# Unable to isolate my new feral kitty.



## Dahlya (Mar 14, 2011)

Hello guys,

I am new to the forum and essentially looking for support or suggestions. I'm attempting to tame a feral kitten (6 months) and I'm just confused and overwhelmed. I should give you guys a little background on me and the situation, first. So here goes…

The city I live in, roughly 3 years ago, came through my end of town and demolished most of the apartments and invariable pets were left behind. Our neighborhood has been flooded with stray cats that have turned feral. At this point in time, I had always owned dogs and didn't know to do anything more than feed them so they wouldn't starve to death; they were all skin and bones. After a few months of just feeding they began to trust me and while they wouldn't let me pet them, they'd be on my porch to greet me when I got home from work, even when feeding time wasn't until 11pm. 

On June 25, 2010 one of the feral cats, Smokey Bear, brought me her kittens, one by one. In total she brought me three, Nugget (black), Ginger (orange stripes), and Jett (ghetto stripes). I knew absolutely nothing about cats. We all took a nice trip to the vet, loaded up on all the essentials, and for weeks I walked around in zombie mode from lack of sleep. It should be said that Smokey Bear sat on my porch for two weeks, I think she was young and just couldn’t care for them. Sadly, Ginger and Nugget didn't survive; one had cleft pallet and the other a congenital defect in her stomach. This experience taught me a lot about the feral problem we were having and I started trying to TNR. 

TNR has been one of the most heartbreaking experiences of my life.
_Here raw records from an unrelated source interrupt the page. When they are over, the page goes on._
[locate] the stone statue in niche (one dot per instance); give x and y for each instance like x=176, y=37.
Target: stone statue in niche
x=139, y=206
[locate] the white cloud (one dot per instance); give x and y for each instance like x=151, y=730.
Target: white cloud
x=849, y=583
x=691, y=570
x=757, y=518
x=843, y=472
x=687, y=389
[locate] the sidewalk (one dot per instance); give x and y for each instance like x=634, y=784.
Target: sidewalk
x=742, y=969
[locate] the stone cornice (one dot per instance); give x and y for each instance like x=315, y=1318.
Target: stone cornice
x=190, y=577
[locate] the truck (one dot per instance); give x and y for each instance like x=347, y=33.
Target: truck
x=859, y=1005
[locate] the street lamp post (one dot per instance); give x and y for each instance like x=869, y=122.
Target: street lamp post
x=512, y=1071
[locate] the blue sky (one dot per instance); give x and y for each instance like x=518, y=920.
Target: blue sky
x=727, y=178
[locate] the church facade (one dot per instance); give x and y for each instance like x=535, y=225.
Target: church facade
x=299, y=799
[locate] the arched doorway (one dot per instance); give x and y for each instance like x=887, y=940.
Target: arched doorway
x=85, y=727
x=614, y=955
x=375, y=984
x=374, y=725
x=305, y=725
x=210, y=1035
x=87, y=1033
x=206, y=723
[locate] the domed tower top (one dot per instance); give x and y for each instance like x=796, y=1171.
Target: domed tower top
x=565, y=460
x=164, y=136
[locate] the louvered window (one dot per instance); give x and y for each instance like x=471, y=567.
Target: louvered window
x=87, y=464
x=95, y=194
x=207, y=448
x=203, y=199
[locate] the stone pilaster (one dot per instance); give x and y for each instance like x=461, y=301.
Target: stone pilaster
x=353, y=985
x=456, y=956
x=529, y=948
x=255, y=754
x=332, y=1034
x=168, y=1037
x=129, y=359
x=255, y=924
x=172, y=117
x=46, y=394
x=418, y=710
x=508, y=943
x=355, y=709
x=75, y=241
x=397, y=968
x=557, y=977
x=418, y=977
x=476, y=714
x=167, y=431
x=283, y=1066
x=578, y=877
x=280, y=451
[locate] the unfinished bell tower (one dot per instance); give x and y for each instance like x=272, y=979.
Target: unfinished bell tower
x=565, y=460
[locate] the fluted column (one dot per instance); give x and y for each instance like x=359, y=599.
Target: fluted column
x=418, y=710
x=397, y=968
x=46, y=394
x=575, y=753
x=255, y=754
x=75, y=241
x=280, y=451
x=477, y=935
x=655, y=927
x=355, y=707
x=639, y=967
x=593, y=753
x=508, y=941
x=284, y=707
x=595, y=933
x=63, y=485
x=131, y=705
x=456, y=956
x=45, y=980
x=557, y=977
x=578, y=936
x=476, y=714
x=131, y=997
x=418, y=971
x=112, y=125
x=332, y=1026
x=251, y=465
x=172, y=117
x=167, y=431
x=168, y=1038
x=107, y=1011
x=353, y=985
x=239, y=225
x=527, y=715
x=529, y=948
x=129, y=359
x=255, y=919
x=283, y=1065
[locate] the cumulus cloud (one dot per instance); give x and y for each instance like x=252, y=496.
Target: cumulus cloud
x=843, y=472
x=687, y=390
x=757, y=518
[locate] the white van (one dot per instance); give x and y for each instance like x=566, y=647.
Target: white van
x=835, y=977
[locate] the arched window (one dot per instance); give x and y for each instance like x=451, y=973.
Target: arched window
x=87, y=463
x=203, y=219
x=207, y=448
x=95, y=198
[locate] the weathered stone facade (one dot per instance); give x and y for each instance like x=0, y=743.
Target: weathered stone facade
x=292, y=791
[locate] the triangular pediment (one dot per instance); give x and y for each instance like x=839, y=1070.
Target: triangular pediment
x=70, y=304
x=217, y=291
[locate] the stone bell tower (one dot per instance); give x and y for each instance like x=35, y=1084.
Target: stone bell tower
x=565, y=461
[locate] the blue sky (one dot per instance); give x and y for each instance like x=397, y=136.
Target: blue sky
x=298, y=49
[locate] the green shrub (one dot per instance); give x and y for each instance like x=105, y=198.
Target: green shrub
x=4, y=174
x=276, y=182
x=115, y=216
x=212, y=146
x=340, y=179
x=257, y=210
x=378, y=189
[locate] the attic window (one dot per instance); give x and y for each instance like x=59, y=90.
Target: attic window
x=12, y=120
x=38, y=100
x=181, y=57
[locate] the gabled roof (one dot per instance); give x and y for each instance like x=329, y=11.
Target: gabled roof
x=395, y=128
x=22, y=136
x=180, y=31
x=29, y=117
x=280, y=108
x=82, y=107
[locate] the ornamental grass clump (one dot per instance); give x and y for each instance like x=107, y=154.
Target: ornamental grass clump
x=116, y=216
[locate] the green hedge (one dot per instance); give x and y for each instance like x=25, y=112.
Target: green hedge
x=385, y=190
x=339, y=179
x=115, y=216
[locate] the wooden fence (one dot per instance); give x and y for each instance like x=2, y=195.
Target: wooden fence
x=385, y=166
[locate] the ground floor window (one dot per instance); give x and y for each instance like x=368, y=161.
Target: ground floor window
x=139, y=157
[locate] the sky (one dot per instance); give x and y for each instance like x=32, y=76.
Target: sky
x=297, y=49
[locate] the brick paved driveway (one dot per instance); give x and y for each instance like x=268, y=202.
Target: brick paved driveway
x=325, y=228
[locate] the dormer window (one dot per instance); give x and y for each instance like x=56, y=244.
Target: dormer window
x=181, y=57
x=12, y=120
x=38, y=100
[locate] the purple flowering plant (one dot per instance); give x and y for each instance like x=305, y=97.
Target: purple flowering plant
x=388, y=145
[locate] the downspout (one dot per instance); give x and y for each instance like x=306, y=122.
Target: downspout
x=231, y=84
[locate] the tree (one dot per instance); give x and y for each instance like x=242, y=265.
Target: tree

I refuse to release a cat that has FIV or FELV and instead opt to put them to sleep. I believe it is a more merciful death, and I feel it isn't fair to expose the other cats that may not be positive. I understand not everyone feels that way, but it is how I feel and how I handle it. Every cat for the past three years I have trapped has had a positive Snap test, including Smokey Bear, until last Thursday. I cannot express to you all how much it means to me to know that all of this time, money, and effort has not been in vain and, at the very least, one little cat has a chance. 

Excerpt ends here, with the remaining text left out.